Preliminary Turing Test Analysis

The problem of determining whether synthetically-generated landscapes are sufficiently representative of real landscapes is remarkably analogous to that of determining whether computer behavior sufficiently resembles human cognition; in both cases, there are no universally-accepted criteria for testing. Alan M. Turing (1912-1954) recognized this lack of objective criteria, and proposed a subjective but exclusive test for machine intelligence, which we borrowed and adapted for testing the Fractal Landscape Realizer. The Turing Test represents only part of our evaluation of the synthetic landscapes; we are also comparing several landscape metrics and geostatistical parameters from both the synthetic and real maps.

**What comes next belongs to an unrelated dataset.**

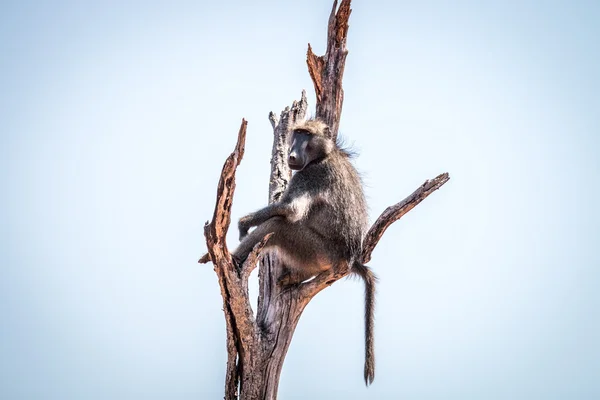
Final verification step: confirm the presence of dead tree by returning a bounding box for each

The first 15 maps that were presented during each Turing Test were randomly selected from 17 real maps that were clipped from a single source map which represented areas similar with regard to annual temperature, precipitation, elevation, plant-availiable water content of soil, and soil organic matter. The last 5 choices in each test were always repeats of real maps that the expert had seen previously. We displayed repeats in order to collect data on the performance of different realizations from the synthetic generator within a single observer. To disguise these repeated maps, we flipped them about the vertical, horizontal, or diagonal axis.

Many experts were surprised by the fact that some categories (colors) were identical in both maps of some pairs. The constraint feature of the Fractal Realizer allows the user to supply a spatial probability surface for any category. If one specifies absolute certainty in all places occupied by a category in the real map, then that category will be identical in the synthetic version.

The constraint feature was used in another way as well. Rather than as an absolute constraint, the elevation underlying the map was supplied as a spatial probability constraint. Normally, this results in preferential placement of that category along the ridgelines. But, if inverted, the elevation constraint encourages features that follow valley bottoms. In either case, dendritic patterns result which are non-fractal and are otherwise difficult to simulate. Elevationally- constrained categories are not identical from realization to realization.

Interestingly, elevation-constrained categories often showed a ``salt-and-pepper'' speckling due to the inherent roughness of the underlying digital terrain model. Several experts recognized this speckle as a difference between the maps. However, some took it as a result of classification of a remote image, and picked such maps as real. Others suspected that it was a result of an imperfect simulation program, and picked such maps as synthetic. Performing a smoothing pass on the elevation model would have probably eliminated this effect entirely, making the choice among map pairs even more difficult.

Most experts who took the test provided comments about their techniques for discerning the real maps, and these comments were most interesting, helpful and amusing. Click here to see all expert's techniques and comments given during the Turing Test.

Some experts commented that any pattern could be real; that one could probably find a spot on the earth which fit any pattern whatsoever. While this may be true, the great majority of experts realized that some patterns are more frequently observed in nature than others, and that this could form the basis for the test.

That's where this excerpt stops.